Scandinavian educators have been utilising nature and the outdoor environment as a learning resource for children for many years. The majority of kindergartens and early learning settings use the outdoor environment all year round. Some settings do not have conventional classrooms at all—these are known as 'forest schools'. Originating in Denmark, forest schools are based on the idea that children need to be able to explore and challenge their own abilities in nature, with very little adult intervention. Forest schools place trust in children in order for them to develop the confidence to understand their own strengths and capabilities. There is much research that supports the correlation between time spent in nature, and improved overall childhood wellbeing and development.
The Environment as Teacher
‘The environment as teacher’ philosophy (inspired by the Reggio Emilia Approach) expresses that the environments (within which children spend their time) play an essential role in supporting children's learning and development. Developing opportunities for open-ended sensorial experiences, aids in challenging children’s sense of wonder, encourage their relationship with the world, as well as problem solving, theorising and investigative skills. From birth, it is vital that children have the opportunity for intimate sensory experiences with nature (such as feeling cool grass underfoot or mud between fingers, listening to leaves flitter and magpies sing, or catching rain drops on the tongue). Uninterrupted play in nature helps children to make sense of the world around them, and to build their own intimate relationship with it.
Nature and ‘risky’ Play
Play, by it’s very nature, involves many forms of unpredictability. Contemporary research espouses risk-taking as an integral part of children’s play and development. It is human nature to want to discover things for ourselves – understanding our individual limits, the cause and effect of our choices, and the chance to build our own understandings of the world. By avoiding and preventing risk, it is possible that children may grow into adults who are unable to identify their own abilities and limitations.

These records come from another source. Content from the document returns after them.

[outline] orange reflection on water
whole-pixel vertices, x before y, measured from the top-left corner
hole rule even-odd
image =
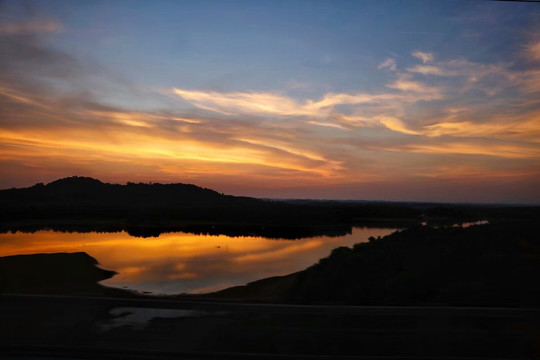
[[[345,236],[301,240],[186,233],[137,238],[126,232],[17,232],[0,234],[0,256],[84,251],[102,268],[118,272],[105,285],[154,293],[199,293],[303,270],[338,246],[392,231],[354,228]]]

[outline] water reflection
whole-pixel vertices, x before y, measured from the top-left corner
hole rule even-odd
[[[290,274],[317,262],[338,246],[368,241],[393,229],[353,228],[340,237],[302,240],[165,233],[136,238],[117,233],[0,234],[0,256],[84,251],[119,274],[103,282],[160,294],[202,293]]]

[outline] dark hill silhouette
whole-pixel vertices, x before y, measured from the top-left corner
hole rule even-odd
[[[349,305],[540,306],[540,223],[398,231],[295,274],[210,299]]]
[[[452,224],[539,217],[540,207],[276,201],[224,195],[190,184],[119,185],[78,176],[0,190],[0,231],[71,228],[156,236],[180,230],[293,239],[344,235],[353,225],[402,228],[422,220]]]

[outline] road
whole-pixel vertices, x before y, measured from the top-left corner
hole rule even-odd
[[[540,309],[12,294],[0,324],[10,358],[540,358]]]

The weather elements and seasonal changes (wind, rain, snow and even the hot sun) all present their own challenges, and opportunities for the construction of knowledge. It might be discovering the strength of different branches when tree climbing; slippery or uneven surfaces when running; learning that becoming wet and muddy is one outcome of jumping in a puddle; or the equilibrium needing to balance on a rocky wall. Only by experiencing challenge and risk can children learn to take care of themselves and others around them.
So…what can we learn from the everyday Viking practice? For a start, there is no such thing as bad weather! Put on your winter woolies, gumboots and a raincoat and let go of adult preconceptions! We are not going to ‘catch a cold’ simply because it is cold!
I welcome you to embrace the weather, rain or shine, and head outdoors! Provide children with some open-ended time to explore nature and become attuned to the world around them. Try to take a step back from adult-directed activities and classes, and let children lead their learning and adventure. You may be surprised by what they know, what they will discover and the questions that may arise. Children need the time and space to experiment, and develop independent and creative ways of thinking—they can only do this through trial and error, exploration, theorising, repetition, leaving and, of course, the opportunity to return.
The natural environment provides for these many learning domains for children, as well as endless positive influence for our physical, creative, social, emotional and cognitive wellbeing. Our innate relationship with nature is primal to our being—and a child’s nature is testament to this! So let’s embrace our freedom to roam.. And return to nature!!